9 апреля 1981 г. Андропов и Устинов докладывали об итогах встречи в Бресте. «Мы с Устиновым Д. Ф. в соответствии с договоренностью с польскими товарищами выехали в Брест,— рассказывал он,— и там, вблизи Бреста, в вагоне состоялась наша встреча. Встреча началась в 9 часов вечера и закончилась в 3 часа ночи с таким расчетом, чтобы польские товарищи не обнаружили себя, что они куда-то выезжали».
«Каня был вынужден сказать,— отметил Андропов,— что контрреволюция сильнее власти. Что касается ввода войск (советских.— Авт.), они прямо сказали, что это совершенно невозможно, точно так же нельзя вводить военное положение. Говорят, что их не поймут и они будут бессильны что-либо сделать. Товарищи подчеркнули в беседе, что они наведут порядок своими силами»76
На секретной встрече обсуждался даже текст документа о введении военного положения. Проект его был привезен из Москвы, но Каня и Ярузельский, по существу, отказались утвердить этот план, оговорив возможность подписания его позднее77. в
23 апреля на заседание Политбюро была представлена очередная записка «комиссии Суслова» — «О развитии обстановки в Польше и некоторых шагах с нашей стороны»78.

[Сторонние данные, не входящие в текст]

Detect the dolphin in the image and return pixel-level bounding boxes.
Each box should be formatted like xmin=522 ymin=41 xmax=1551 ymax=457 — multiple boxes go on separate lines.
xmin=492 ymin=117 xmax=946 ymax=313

Записка открывалась констатацией: «Внутриполитический кризис в Польше принял затяжной хронический характер. ПОРП в значительной мере утратила контроль над процессами, происходящими в обществе. В то же время "Солидарность" превратилась в организованную политическую силу, которая способна парализовать деятельность партийных и государственных органов и фактически взять в свои руки власть. Если оппозиция пока не идет на это, то прежде всего из опасения ввода советских войск и надежды добиться своих целей без кровопролития, путем ползучей контрреволюции». «Комиссия Суслова» выделяла три группировки в руководстве ПОРП. К правому флангу были отнесены Фишбах, Верблян, Раковский, Яблоньский. Их определяли как «ревизионистов», имеющих поддержку в партийных организациях, попавших под влияние «Солидарности».
На левый фланг комиссия зачислила Грабского, Жабиньского, Ольшовского, Кочелека. Их оценили как «наиболее близких к нашим позициям».
Центристами были объявлены Каня и Ярузельский. Отмечалось, что они стоят на позициях дружбы с СССР, за сохранение обязательств по Варшавскому Договору. «Оба они, особенно Ярузельский, пользуются авторитетом в стране. В настоящий момент фактически нет других деятелей, которые могли бы осуществлять партийно-государственное руководство».
Рекомендации записки были направлены на укрепление единства ПОРП, сохранение позиций «левого крыла» в руководстве, усиление влияния партии в армии, МВД.